Grant Christensen on Cooley and Tribal Law Enforcement

Grant Christensen on Cooley and Tribal Law Enforcement

Grant Christensen has posted “Getting Cooley Right: The Inherent Criminal Powers of Tribal Law Enforcement,” forthcoming in the UC Davis Law Review, on SSRN.

Abstract:

While the Supreme Court regularly decides cases defining the limits of the criminal jurisdiction of tribal courts, when it heard United States v. Cooley in 2021 it had not decided a case about the procedural powers of tribal law enforcement in more than a century. Across more than five decades lower courts at all levels struggled to decide whether the inherent criminal powers of tribal law enforcement are coterminous with the jurisdiction of tribal courts or whether tribal officers may have their own set of inherent powers distinct from the power to prosecute. This Article examines the inconsistent split in authority that existed before Cooley and anticipates the future misreading of inherent criminal power by lower courts.

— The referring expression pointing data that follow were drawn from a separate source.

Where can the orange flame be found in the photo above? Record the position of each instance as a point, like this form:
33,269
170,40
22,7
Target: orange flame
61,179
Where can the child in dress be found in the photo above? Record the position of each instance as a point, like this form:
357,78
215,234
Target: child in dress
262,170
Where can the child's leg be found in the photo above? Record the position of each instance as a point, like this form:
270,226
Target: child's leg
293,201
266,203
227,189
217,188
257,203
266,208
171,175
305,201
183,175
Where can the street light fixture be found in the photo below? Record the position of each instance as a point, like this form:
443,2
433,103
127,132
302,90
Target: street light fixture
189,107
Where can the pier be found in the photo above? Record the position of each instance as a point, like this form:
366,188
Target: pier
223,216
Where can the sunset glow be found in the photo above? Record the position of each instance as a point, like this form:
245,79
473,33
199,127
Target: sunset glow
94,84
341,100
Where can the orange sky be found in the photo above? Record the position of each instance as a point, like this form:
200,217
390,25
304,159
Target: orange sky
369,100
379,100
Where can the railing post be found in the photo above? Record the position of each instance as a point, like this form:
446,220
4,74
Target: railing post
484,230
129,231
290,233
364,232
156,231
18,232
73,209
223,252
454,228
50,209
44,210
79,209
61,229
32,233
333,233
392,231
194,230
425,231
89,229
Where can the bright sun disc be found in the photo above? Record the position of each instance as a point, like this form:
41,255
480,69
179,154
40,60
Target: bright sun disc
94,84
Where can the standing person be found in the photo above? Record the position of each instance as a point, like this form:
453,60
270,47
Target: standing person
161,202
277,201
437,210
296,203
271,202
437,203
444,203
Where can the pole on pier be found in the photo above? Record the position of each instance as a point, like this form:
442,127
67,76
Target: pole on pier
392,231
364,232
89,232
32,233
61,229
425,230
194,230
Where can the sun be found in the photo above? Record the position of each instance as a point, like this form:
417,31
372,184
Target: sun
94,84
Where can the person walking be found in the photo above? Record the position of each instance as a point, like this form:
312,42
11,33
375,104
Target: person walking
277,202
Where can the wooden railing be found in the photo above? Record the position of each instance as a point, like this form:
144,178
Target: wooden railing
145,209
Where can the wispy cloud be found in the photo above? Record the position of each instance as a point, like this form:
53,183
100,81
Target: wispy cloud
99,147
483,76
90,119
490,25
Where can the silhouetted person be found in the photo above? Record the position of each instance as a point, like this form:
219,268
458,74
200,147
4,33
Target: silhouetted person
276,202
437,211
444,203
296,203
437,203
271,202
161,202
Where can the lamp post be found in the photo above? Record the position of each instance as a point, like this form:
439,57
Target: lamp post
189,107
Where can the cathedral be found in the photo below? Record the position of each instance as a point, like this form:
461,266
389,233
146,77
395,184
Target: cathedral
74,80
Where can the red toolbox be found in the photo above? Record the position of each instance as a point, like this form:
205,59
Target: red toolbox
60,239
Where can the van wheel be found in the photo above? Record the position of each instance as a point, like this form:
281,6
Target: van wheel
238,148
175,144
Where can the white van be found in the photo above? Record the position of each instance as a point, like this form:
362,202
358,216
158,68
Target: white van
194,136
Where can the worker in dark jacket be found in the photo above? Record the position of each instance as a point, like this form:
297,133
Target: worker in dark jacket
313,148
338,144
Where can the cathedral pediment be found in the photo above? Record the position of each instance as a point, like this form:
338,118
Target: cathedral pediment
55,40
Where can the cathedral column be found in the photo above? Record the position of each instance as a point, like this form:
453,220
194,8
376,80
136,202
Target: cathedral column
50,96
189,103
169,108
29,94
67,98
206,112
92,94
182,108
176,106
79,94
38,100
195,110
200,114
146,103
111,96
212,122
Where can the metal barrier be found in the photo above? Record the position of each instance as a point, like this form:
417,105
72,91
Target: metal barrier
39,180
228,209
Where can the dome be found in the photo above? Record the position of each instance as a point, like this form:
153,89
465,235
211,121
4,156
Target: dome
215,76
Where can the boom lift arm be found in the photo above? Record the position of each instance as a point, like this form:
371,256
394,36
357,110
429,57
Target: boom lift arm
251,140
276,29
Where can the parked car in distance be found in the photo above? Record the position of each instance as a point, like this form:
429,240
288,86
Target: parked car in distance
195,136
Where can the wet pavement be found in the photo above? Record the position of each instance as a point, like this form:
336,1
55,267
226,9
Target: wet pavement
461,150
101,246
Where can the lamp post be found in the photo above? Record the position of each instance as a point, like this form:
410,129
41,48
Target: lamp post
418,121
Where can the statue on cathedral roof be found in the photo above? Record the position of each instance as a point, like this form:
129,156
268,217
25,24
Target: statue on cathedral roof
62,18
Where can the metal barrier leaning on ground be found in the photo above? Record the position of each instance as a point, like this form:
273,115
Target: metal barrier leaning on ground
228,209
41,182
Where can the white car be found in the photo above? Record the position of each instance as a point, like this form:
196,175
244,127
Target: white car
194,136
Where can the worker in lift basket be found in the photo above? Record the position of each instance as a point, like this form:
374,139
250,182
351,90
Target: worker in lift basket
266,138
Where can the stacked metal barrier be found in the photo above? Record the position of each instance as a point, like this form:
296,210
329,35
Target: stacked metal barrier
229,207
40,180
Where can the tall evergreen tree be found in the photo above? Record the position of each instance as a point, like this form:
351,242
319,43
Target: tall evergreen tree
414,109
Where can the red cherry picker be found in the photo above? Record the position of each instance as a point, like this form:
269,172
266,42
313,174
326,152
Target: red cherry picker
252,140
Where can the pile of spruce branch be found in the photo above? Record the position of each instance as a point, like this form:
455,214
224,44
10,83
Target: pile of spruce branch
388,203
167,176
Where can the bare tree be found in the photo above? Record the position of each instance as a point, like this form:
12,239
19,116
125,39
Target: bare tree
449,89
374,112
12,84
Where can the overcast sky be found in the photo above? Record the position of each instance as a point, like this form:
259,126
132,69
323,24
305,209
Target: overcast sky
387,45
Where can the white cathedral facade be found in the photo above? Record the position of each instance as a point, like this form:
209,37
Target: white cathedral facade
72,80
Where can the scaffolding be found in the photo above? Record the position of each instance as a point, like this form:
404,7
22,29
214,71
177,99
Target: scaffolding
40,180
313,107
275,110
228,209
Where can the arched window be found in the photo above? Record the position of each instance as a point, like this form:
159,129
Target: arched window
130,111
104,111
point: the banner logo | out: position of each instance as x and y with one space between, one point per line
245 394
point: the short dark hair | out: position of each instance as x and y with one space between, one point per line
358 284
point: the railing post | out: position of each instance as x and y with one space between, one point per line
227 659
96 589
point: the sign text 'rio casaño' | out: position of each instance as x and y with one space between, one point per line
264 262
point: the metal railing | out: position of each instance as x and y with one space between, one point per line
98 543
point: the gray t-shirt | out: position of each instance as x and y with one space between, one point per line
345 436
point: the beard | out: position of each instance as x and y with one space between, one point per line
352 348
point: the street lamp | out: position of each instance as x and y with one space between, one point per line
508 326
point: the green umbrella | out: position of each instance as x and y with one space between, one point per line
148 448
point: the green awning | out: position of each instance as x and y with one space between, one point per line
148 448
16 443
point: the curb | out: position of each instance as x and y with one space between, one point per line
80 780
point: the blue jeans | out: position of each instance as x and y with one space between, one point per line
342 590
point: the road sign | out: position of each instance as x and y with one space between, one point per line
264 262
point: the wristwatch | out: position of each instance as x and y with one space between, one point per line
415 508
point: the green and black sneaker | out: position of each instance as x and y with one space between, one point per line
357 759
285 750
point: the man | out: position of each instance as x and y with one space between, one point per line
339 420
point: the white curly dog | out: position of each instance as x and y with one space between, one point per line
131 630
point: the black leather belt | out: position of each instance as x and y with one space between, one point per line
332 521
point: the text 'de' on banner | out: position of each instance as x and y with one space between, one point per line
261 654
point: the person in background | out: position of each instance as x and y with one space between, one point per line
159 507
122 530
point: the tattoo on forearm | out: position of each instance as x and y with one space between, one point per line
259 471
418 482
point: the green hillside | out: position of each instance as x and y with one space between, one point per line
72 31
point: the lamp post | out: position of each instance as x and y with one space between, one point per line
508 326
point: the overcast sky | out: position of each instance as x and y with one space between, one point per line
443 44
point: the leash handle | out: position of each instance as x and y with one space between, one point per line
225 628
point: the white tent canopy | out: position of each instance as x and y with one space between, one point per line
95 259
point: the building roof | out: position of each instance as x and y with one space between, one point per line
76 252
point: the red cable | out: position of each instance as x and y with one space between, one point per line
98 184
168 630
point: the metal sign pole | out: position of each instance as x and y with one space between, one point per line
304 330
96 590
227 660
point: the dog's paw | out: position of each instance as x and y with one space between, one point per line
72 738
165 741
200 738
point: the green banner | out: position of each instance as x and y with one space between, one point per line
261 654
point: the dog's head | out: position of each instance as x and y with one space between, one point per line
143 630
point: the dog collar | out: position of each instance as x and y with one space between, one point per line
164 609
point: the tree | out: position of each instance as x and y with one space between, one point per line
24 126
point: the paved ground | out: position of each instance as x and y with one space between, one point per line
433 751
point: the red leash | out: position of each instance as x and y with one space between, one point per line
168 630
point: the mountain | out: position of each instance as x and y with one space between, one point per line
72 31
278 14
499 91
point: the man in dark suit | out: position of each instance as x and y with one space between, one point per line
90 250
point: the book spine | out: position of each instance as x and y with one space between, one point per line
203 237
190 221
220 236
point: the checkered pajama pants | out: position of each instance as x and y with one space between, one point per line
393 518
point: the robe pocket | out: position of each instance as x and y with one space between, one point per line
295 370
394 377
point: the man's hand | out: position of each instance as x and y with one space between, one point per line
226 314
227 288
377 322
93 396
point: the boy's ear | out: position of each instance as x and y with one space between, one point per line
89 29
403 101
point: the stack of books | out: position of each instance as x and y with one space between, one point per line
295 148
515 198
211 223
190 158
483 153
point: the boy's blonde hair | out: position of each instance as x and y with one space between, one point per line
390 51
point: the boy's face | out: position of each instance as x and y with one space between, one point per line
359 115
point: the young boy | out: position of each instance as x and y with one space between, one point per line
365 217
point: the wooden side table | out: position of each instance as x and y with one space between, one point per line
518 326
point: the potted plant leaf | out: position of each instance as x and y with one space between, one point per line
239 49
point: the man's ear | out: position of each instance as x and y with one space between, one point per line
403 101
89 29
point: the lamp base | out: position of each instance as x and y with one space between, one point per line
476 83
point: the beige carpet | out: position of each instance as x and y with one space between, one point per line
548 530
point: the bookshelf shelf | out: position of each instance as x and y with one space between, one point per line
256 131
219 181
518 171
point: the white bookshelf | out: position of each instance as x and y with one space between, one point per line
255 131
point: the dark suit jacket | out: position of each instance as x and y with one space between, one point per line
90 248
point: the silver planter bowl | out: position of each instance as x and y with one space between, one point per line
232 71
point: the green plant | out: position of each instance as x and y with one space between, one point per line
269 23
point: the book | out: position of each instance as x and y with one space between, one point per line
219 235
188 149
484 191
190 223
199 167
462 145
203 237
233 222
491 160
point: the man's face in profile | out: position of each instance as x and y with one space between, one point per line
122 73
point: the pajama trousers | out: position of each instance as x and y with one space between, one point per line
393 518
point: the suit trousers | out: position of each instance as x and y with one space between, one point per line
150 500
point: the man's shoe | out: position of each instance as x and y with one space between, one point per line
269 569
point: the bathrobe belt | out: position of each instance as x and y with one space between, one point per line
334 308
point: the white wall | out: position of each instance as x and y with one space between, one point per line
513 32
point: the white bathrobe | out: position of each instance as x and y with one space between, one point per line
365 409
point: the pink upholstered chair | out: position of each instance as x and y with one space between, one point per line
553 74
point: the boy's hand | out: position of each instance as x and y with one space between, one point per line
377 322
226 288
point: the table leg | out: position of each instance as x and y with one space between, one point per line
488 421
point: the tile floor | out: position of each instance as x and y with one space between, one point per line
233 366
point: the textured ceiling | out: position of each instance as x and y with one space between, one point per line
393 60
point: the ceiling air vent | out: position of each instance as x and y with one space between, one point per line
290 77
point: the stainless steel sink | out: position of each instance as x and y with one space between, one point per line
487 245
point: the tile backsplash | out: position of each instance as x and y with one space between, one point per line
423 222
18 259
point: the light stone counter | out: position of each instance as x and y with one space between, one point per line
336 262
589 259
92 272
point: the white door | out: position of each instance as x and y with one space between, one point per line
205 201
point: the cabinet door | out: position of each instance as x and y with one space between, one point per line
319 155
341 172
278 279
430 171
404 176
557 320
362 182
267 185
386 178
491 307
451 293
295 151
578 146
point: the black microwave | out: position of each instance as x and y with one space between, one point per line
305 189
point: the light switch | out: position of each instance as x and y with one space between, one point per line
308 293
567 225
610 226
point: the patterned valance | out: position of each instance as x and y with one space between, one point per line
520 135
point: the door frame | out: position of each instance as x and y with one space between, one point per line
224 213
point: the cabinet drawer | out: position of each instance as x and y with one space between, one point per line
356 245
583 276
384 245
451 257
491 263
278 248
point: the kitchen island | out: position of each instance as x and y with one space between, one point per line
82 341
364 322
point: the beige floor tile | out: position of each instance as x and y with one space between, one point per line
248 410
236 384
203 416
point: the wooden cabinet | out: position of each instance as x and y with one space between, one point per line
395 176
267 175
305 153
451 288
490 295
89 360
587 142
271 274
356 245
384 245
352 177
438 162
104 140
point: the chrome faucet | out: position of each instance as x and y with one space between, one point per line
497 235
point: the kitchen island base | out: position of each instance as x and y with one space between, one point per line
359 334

It argues that now that the Court has divorced the inherent criminal power of tribal law enforcement from the criminal jurisdictional power of tribal courts, tribal officers may stop, detain, search, and investigate anyone whose criminal conduct poses a danger to the health and welfare of the tribal community. The Article bolsters its application by using the first cases decided by lower courts in the post-Cooley era as artifacts to examine the full implications of the recognition of inherent criminal power exercised by tribal law enforcement.